Remote access to health services is another key benefit of 5G. First, it would mean less driving, which is much better for the environment as well patients and doctors and staff. Second, if you’ve already had a screening and the doctor has access to it, why not communicate remotely, saving time on both sides? With 5G, you have the benefit of high bandwidth and low latency, which is important for many applications. Autonomous driving, consumer multimedia applications, and remote banking are just a few more of the many areas that will benefit from highly reliable connections, as well as high bandwidth and/or low latency.

Figure 1. A global ecosystem of vertical deployments stand ready to benefit from 5G.

Q. What has prevented 5G from becoming fully implemented?

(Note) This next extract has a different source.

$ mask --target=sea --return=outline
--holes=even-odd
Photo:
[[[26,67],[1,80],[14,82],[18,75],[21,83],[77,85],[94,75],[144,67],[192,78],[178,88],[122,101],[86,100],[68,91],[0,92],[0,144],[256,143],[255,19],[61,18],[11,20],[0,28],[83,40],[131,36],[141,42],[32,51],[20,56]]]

A. Primarily, the infrastructure requirements. A specification of this scale cannot be implemented on a local basis alone – it takes a concerted, global effort. The worldwide effort to achieve 5G standardization is a huge step forward. In the U.S., discussions about mmWave technology are currently under way, and at the end of the year or early next year, the discussion will expand towards 5G in the <6GHz band.

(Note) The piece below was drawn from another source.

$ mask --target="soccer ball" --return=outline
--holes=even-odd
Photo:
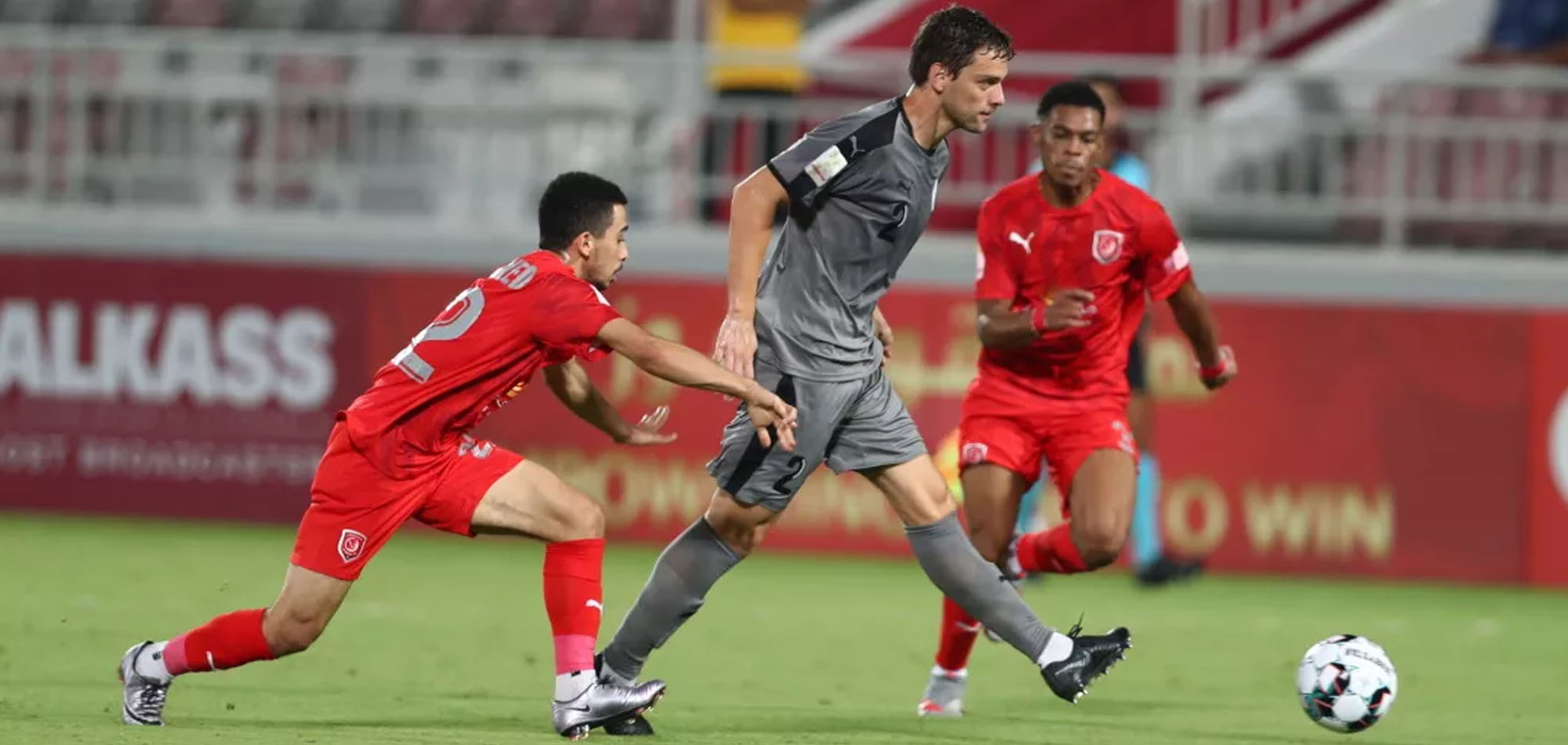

In 2015, Verizon took it upon themselves to define a proprietary version of 5G as the next step forward from the current 4G LTE standard. At the end of 2018, the 5G NR (New Radio) industry standard developed from the Verizon effort was released, and all new deployments will follow this spec. In the U.S., initially the frequency band is 28 GHz, with carrier bandwidth of two 425-MHz channels and 24 GHz with seven 100 MHz channels. Additional frequency bands will be auctioned by the FCC for 37, 39 and 47 GHz from December 2019 onward. Other mmWave activities can be seen all over the world, although at different pace.

Q. Where does mmWave come into play?

A. Because the portion of the spectrum that mmWave covers is largely unused, mmWave technology can greatly increase the amount of bandwidth available, making it easier to implement 5G networks. Lower frequencies are currently taken up with the current 4G LTE networks, which typically occupy between 800 and 3,000 MHz. Another advantage is that mmWave can transfer data faster due to the wider bandwidth per channel, although over a shorter transfer distance – up to around 250 meters, or just over 800 feet. This means that it could conceivably work as a replacement for fiber or copper wire into homes and businesses, and this “last mile” capability would broaden the reach of 5G to cover both small and very large areas.

Q. What are the challenges around mmWave test that spurred Advantest to develop a solution? Which does it address?

A. Advantest’s Wave Scale RF card for the V93000 tester platform has seen great success. Its operational range is 10 Mhz to 6 GHz, so we needed a solution that can address the frequency and power requirements associated with higher-bandwidth devices.

Frequency is one of the key parameters associated with mmWave, and with that comes power-level measurement, EVM [error vector magnitude], ACLR [adjacent-channel leakage ratio], and other aspects that all need to be addressed in the testing process to ensure they meet specifications at the wider bandwidths required by 5G-NR.

Another requirement is the number of ports – with 5G mmWave’s beamforming capability, testing could easily be in the range of as many as 32 to 64 ports. At the same time, due to the frequency nature of mmWave, with 5x to 7x frequency, the cost goes up as well. That’s also been one of the challenges: holding down the cost of test with a wide number of sites being tested in parallel.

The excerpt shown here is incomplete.